Early post-operative capsular block syndrome can occur on the first post-operative day or in the first two weeks. Many mechanisms have been postulated to explain its occurrence. The likely pathogenic mechanism is the retention of ophthalmic viscosurgical device (OVD) in the retro-IOL space in the capsular bag that in turn creates an osmotic gradient across the capsule which works as a semi-permeable membrane [11]. Subsequently, the aqueous moves into the capsular bag. Since the volume of capsular bag is much larger than the IOL and undergoes no retraction, the IOL tends to be pushed forward by the fluid collecting behind it. Foldable lenses (acrylic/silicone) because of their structure get easily bowed anteriorly leading to their bio-adherence to the anterior capsule. According to Zacharias, capsulorhexes with adherences that compromise more than 70% of the border, act as a unidirectional valve allowing passage of liquid only into the capsular bag [12]. PMMA lenses on the other hand produce a stronger reaction upon their contact with anterior capsule leading to fibrosis and adhesion. Other factors which may be implicated in its pathogenesis are large optic IOL which makes aspiration of OVD difficult, small rhexis which accounts for its larger contact with anterior capsule, and use of OVDs like sodium hyaluronate and chondroitin sulphate which promote the osmotic ingress of aqueous. Retro-IOL irrigation ensures the complete removal/displacement of OVD from the retro-IOL space which is often inaccessible to direct irrigation-aspiration in the hands of novice surgeons. The displaced OVD can then be easily aspirated from the anterior chamber. Irrigation-aspiration using a co-axial or bimanual probe at the hands of a novice inexperienced surgeon may lead to posterior capsular tears (PCR) and vitreous incarceration into the anterior chamber along with their attending complications/sequelae. In our technique, during the procedure the surgeon continuously keeps injecting fluid and keeps the cannula in touch with the posterior surface of the IOL. This helps to avoid posterior capsular damage.

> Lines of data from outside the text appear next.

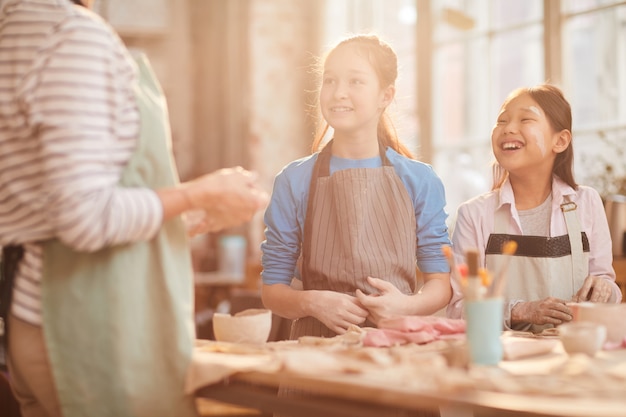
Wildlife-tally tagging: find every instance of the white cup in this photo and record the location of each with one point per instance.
(231, 259)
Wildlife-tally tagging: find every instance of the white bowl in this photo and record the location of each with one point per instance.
(582, 337)
(251, 326)
(611, 316)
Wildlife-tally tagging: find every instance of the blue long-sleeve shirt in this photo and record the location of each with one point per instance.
(285, 215)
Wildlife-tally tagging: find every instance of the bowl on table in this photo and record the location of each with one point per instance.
(250, 326)
(582, 337)
(611, 316)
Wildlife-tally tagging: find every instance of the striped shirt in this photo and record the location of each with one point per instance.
(69, 124)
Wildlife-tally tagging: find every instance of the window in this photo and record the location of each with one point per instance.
(483, 49)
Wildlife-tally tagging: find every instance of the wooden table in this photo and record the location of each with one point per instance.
(353, 395)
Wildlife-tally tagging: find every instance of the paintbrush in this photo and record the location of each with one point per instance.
(496, 288)
(454, 271)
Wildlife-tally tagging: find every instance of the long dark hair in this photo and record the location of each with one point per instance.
(385, 63)
(559, 114)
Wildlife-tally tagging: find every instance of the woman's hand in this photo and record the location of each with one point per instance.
(594, 289)
(387, 303)
(219, 200)
(547, 311)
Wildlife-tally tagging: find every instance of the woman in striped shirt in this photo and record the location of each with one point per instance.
(102, 302)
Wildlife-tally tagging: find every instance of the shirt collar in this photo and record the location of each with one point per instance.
(560, 189)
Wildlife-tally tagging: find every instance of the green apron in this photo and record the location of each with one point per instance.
(118, 323)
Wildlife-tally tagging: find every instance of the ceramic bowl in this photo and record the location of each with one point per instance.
(582, 337)
(251, 326)
(611, 316)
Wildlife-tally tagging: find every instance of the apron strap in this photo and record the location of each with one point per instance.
(575, 238)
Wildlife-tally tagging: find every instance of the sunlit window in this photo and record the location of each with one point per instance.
(483, 49)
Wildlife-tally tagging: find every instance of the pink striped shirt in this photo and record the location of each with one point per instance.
(68, 126)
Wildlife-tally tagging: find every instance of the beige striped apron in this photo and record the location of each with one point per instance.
(360, 222)
(542, 266)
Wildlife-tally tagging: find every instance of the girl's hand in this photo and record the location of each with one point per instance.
(547, 311)
(338, 311)
(386, 304)
(594, 289)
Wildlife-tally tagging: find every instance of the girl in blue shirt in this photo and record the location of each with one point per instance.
(352, 219)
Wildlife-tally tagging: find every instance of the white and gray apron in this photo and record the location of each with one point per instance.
(359, 222)
(118, 323)
(542, 266)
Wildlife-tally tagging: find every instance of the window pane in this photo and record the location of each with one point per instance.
(600, 159)
(507, 13)
(458, 18)
(595, 63)
(574, 6)
(517, 60)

The implications of the technique are multifold. Reduction in incidence of early post-operative CBS results in decrease in incidence of early post-operative myopia and thereby prevent erroneous diagnoses like IOL surprise. The burden on the medical system in order to diagnose and work-up erratic myopic post-operative refractive errors will decrease and improve patient satisfaction markedly. Early-CBS would require to be treated by Nd-YAG laser capsulotomy while Nd-YAG laser capsulotomy has its own complications, the most important among them being macular edema. Thus, a meticulous surgical approach of retro-IOL irrigation with a simple 26-G bent canula may help reduce the incidence of both CBS, at the hands of novice inexperienced surgeons, especially in developing countries such as India, where not only can most patients not afford expensive IOLs (multipiece IOL in case of an inadvertent PCR) but also the availability of Nd-YAG laser machines may appear to be a far-fetched prospect.

Conclusions

Capsular block syndrome is a rare complication that may occur following a continuous curvilinear capsulorrhexis (CCC) and in-the-bag implantation of a posterior chamber IOL. It is primarily characterized by accumulation of fluid inside the capsular bag, specifically between the posterior capsule and IOL. Retro-IOL irrigation ensures the complete removal/displacement of OVD from the retro-IOL space which is often inaccessible to direct irrigation-aspiration. The displaced OVD can then be easily aspirated from the anterior chamber. Apart from this, the retro-IOL irrigation with sideways movement of cannula aids in cleaning the posterior surface of the IOL off any residual surface debris which get attached to the posterior surface of the IOL during insertion within the cartridge.